Şükrü Küçükşahin
Şükrü Küçükşahin
Şükrü KüçükşahinYazarın Tüm Yazıları

Kadrolaşma mı dediniz

BAŞBAKAN Tayyip Erdoğan, Ertuğrul Özkök’ün kadrolaşma iddiaları ile ilgili sorusuna, "Bunu kabul etmem mümkün değil" diye yanıtladı.

TSE, Odalar Birliği’nin de etkin olduğu kamu kuruluşlarından biri.

Bu nedenle önceki başkan Çorum Ticaret ve Sanayi Odası Başkanı Kenan Malatyalı görevini mayısta Konya Ticaret Odası Başkanı Tahir Büyükhelvacıgil’e bıraktı.

Şimdi bir bakalım, böylesi bir kurumda bile kadrolaşma nasıl?

1996’da Adalet Bakanı Şevket Kazan’ın özel kaleminde çalışan Aziz Yılmaz, RP kapatma davasından siyasi yasaklı çıkan Şevki Yılmaz’ın ağabeyi.

Refahyol’dan sonra kamudan ayrıldı; iki yıl önce, 59 yaşında TSE’ye döndü.

Ama Ankara’da gören olmadı, görevini hep Gebze’de yaptı.

TEDVİREN ATAMA

Yılmaz, 26 Şubat’ta, Malatyalı’nın olmadığı Yönetim Kurulu toplantısında, Denetim Merkezi Başkanlığı’na koşulları uymadığı için tedviren atandı.

Kendisi hálá Gebze’de oturmaya ve oradan çalışmaya devam ediyor.

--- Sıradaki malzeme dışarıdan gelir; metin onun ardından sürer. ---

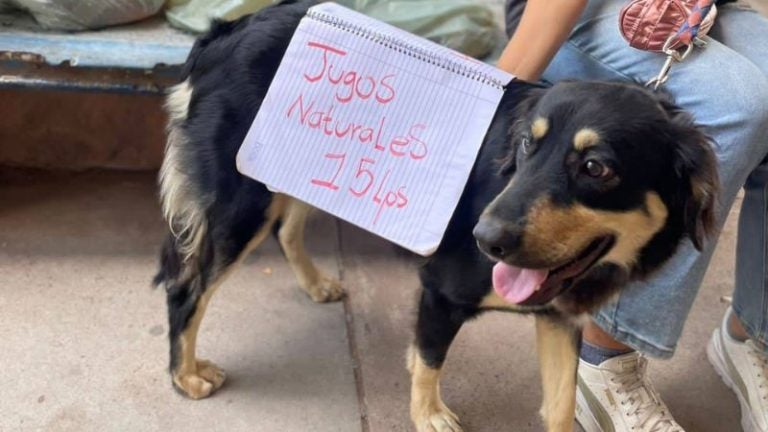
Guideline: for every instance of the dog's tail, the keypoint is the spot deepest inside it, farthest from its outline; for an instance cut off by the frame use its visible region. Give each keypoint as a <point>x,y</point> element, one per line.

Bu işin görev yeri Ankara olmasına rağmen Yılmaz’a tanınan bu ayrıcalığın bir nedeni olmalı. TSE Personel Yönetmeliği’ne göre, bu göreve atanan kişi, tercihen İngilizce, Almanca veya Fransızca bilmeli; en az dört yıllık üniversite diplomalı; standardizasyon, kalite, belgelendirme, laboratuvar, meteoroloji ve benzeri konularda bilgi ve deneyim sahibi olmalı.

Bu durumda Başbakan bir sordursa; orada, bu niteliklere uygun, dört yıl dirsek çürütmüş, kurumda yıllardır çalışan kimse yokmuş da, bir tek iki yıllık mezun Yılmaz mı bulunmuş?

Kurumu yakından izlediği bilinen Başbakan, TSE’nin Yönetim Kurulu’na da Başbakanlık Kanunlar ve Kararlar Genel Müdürü Hüseyin Tekin’i atadı.

Ardından kardeş Ahmet Tekin Denetim Kurulu üyesi yapıldı.

Acaba Başbakan bu atamayı etik, verimli, adil, işlevsel buluyor mu?

Çiçeği burnunda Başbakanlık Özel Kalem Müdürü Hasan Doğan ise Denetim Kurulu’nun diğer üyesi oldu; şanslı doğrusu, tanıdıklarla çalışacak.

KÖŞK’TEN AÇIKLAMA

Perşembe günkü, "Hayrünnisa Hanım kopyaları ile yetinecek" başlıklı yazım için Cumhurbaşkanlığı Basın Başdanışmanlığı’ndan bir açıklama geldi.

Açıklamada şunlara yer verildi:

"Köşk’te kullanılmak üzere depo müzeden 35 eserin istendiği, bu yöndeki yazının TBMM Başkanlığı’nca kayda alınmadan iade edildiği doğru değildir. Depo Müze’den sadece 35 eserin fotoğrafları, tanıtım bilgileri istendi.

Hayrünnisa Hanım’ın istediği bir vazonun Yıldız Sarayı’ndaki atölyelerde yapılması şeklinde bir mutabakat söz konusu değil.

Restorasyon nedeniyle Cumhurbaşkanlığı’nda bir proje ekibi oluşturuldu. Bu ekibin mart ve nisanda makam odasında sergilenecek objeler konusunda yaptığı çalışma üzerine, 21 Nisan’da Yıldız Çini ve Porselen İşletme Müdürlüğü’nden, satışa sunulan ve daha önce üretilen birkaç parça vazonun üretiminin mümkün olup olmayacağı soruldu.

Birbirinden tamamen bağımsız iki farklı olay birbirine karıştırılarak, gerçekle bağdaşmayan bilgilerle kamuoyu yanıltılmaktadır."